Dia Menggeleng Tak Percaya

30.9K 2.4K 58
                                    

Aku terbangun ketika jarum jam tepat berada di angka tiga. Aku merasakan mual yang teramat sangat. Menyibak selimut yang entah sejak kapan membungkus tubuhku, aku segera berlari menuju kamar mandi.

Rasanya mual sekali. Seperti ada yang mengaduk-aduk isi perutku. Sejak dua bulan terakhir aku sering keluar masuk kamar mandi hanya untuk menumpahkan isi perut.
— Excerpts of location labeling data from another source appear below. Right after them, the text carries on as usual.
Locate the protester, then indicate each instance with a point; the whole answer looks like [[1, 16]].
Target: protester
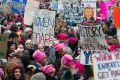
[[62, 58]]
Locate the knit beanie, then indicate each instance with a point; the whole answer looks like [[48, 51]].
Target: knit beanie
[[38, 76], [38, 55]]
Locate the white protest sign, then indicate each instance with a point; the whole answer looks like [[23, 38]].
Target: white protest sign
[[92, 38], [89, 10], [31, 7], [85, 57], [106, 66], [43, 27], [73, 14]]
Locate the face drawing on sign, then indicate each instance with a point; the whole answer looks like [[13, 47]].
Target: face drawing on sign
[[88, 14]]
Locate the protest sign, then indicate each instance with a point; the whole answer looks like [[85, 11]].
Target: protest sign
[[3, 45], [54, 5], [85, 57], [92, 38], [116, 17], [43, 27], [73, 14], [18, 6], [89, 10], [106, 66], [31, 7]]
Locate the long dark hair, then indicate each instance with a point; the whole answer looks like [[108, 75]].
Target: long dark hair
[[21, 71]]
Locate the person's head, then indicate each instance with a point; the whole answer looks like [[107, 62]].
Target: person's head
[[12, 47], [48, 69], [38, 76], [59, 49], [13, 37], [14, 28], [13, 56], [41, 47], [28, 31], [28, 44], [62, 37], [20, 48], [79, 67], [40, 57], [29, 71], [106, 25], [10, 66], [66, 60], [1, 73], [18, 72]]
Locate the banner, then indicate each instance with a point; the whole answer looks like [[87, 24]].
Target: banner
[[116, 14], [54, 5], [30, 9], [89, 10], [73, 14], [43, 27], [3, 45], [85, 57], [18, 6], [106, 66], [92, 38]]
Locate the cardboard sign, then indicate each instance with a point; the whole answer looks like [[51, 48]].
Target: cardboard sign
[[43, 27], [92, 38], [31, 7], [106, 66], [54, 5], [18, 6], [89, 10], [3, 45], [85, 57], [116, 14], [73, 14]]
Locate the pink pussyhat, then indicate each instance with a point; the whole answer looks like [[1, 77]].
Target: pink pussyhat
[[48, 69], [67, 59], [38, 55], [72, 39], [79, 66], [62, 36], [59, 46]]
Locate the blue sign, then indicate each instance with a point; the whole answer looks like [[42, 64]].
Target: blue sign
[[18, 6]]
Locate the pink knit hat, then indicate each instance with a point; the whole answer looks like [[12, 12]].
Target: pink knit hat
[[1, 72], [59, 46], [79, 66], [67, 59], [48, 69], [62, 36], [72, 39], [38, 55]]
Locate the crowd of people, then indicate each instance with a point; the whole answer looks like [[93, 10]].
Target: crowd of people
[[28, 61]]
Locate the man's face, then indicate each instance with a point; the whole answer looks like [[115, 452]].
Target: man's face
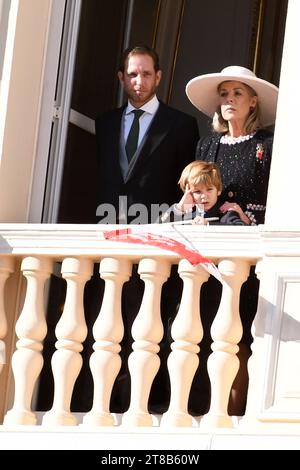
[[139, 79]]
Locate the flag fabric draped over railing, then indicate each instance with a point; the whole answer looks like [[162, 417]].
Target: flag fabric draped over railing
[[139, 235]]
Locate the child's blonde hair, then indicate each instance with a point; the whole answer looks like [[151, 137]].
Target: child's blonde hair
[[198, 173]]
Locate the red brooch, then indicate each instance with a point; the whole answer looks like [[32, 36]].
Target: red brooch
[[259, 152]]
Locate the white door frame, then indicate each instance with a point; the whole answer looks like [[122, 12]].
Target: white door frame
[[55, 109]]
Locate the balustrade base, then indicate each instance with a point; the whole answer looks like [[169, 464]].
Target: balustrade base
[[59, 419], [216, 421], [98, 419], [132, 419], [177, 419], [14, 417]]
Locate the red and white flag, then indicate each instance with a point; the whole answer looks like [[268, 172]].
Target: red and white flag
[[137, 235]]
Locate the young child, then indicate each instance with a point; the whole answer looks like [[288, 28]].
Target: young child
[[202, 185]]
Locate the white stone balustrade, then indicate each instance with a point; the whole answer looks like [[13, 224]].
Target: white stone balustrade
[[71, 331], [187, 333], [31, 329], [6, 268], [78, 247], [226, 332], [108, 332], [147, 332]]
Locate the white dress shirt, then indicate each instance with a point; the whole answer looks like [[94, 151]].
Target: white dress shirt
[[150, 109]]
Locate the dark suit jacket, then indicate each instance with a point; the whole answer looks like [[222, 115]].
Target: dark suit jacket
[[152, 178]]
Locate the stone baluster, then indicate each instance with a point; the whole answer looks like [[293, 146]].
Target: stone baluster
[[256, 365], [71, 331], [147, 332], [6, 268], [226, 332], [187, 333], [31, 329], [108, 332]]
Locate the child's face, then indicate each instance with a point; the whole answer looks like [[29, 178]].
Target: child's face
[[206, 195]]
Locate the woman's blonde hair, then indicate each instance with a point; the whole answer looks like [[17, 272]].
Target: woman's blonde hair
[[198, 173], [252, 123]]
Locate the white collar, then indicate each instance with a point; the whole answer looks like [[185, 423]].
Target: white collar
[[149, 107]]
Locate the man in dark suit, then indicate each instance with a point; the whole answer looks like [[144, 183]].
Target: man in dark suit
[[166, 144], [135, 182]]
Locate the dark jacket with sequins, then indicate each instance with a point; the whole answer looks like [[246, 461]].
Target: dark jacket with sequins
[[247, 183]]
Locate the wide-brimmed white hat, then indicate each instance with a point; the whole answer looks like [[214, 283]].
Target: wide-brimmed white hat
[[202, 91]]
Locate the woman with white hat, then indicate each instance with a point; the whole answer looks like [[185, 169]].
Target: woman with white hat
[[241, 106]]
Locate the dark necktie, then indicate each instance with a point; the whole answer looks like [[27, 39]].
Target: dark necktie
[[133, 136]]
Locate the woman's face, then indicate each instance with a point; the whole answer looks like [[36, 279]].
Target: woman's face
[[236, 101]]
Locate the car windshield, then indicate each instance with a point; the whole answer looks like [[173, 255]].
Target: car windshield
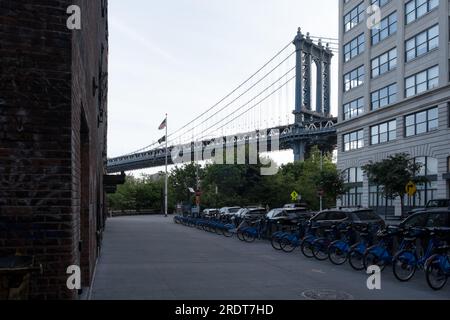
[[274, 212], [438, 203], [366, 215], [257, 211]]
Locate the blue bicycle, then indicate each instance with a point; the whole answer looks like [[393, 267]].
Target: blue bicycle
[[339, 250], [437, 268], [290, 241], [312, 233], [255, 230], [380, 253], [407, 261], [357, 250]]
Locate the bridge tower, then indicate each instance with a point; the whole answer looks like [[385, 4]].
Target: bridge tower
[[308, 54]]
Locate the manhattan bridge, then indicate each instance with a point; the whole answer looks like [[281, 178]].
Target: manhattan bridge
[[259, 108]]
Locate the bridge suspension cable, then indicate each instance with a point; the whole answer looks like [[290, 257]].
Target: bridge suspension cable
[[205, 132], [234, 90], [243, 93]]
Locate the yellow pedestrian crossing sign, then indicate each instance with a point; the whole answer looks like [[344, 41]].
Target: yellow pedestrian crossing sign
[[411, 188]]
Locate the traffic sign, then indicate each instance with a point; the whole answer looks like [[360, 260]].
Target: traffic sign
[[411, 188]]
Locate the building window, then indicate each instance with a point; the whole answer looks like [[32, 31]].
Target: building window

Terus seperti itu sampai pernah aku memutuskan untuk tidur di bathup.

Aku memuntahkan semua isi perut. Tidak banyak karena memang akhir-akhir ini nafsu makanku berkurang. Hanya satu-dua kali dalam sehari. Itu pun hanya dua sampai tiga suapan saja. Aku tidak tahu kenapa, tapi kata teman-teman Gatta—yang sudah beristri— gejala yang kualami adalah tanda-tanda kehamilan.

Hah... Hamil?Yang benar saja!

Memangnya seberapa sering aku bercinta dengan Gatta sampai-sampai sperma cowok itu berhasil menembus dinding rahimku? Kita melakukannya hanya ketika sedang kalut saja. Tetapi, kekalutan kita berdua datang setiap hari, setiap malam. Artinya perkataan teman Gatta berpotensi benar. Ah tidak, tidak. Di setiap kita bercinta, Gatta selalu menggunakan pengaman. Jadi ucapan teman Gatta itu pasti salah.

Aku dan Gatta sama-sama menyangkal. Kita berdua tidak percaya, awalnya. Sampai suatu hari aku dan dia dikalahkan oleh sebuah fakta. Sebuah fakta yang menunjukan  bahwa alat pipih panjang yang dibelikan Gatta sebulan lalu menunjukan dua garis berwarna merah.

Aku tidak bodoh. Aku tahu apa fungsi dan cara kerja alat bernama testpack itu. Dan aku sangat tahu arti dari dua garis berwarna merah pada testpack.

Artinya adalah... Positif. Seseorang akan dinyatakan hamil jika di testpacknya muncul dua garis berwarna merah. Sialnya dua garis itu muncul pada testpackku!

"Ta," panggilku lirih. 

Aku mulai lemas. Tak kuat berdiri. Supaya tak terjatuh aku berpegangan pada wastafel.

"ATTA!!!" teriakku dengan sisa-sisa kekuatan.

Aku tidak tahu kenapa rasa mualnya bertambah seiring berganti hari. Setiap hari semakin menjadi. Bulan pertama hanya mual di pagi hari dan sekarang sepanjang hari selalu terasa. Aku sudah tidak tahan lagi. Tubuhku benar-benar lemas dan dalam hitungan detik terjatuh.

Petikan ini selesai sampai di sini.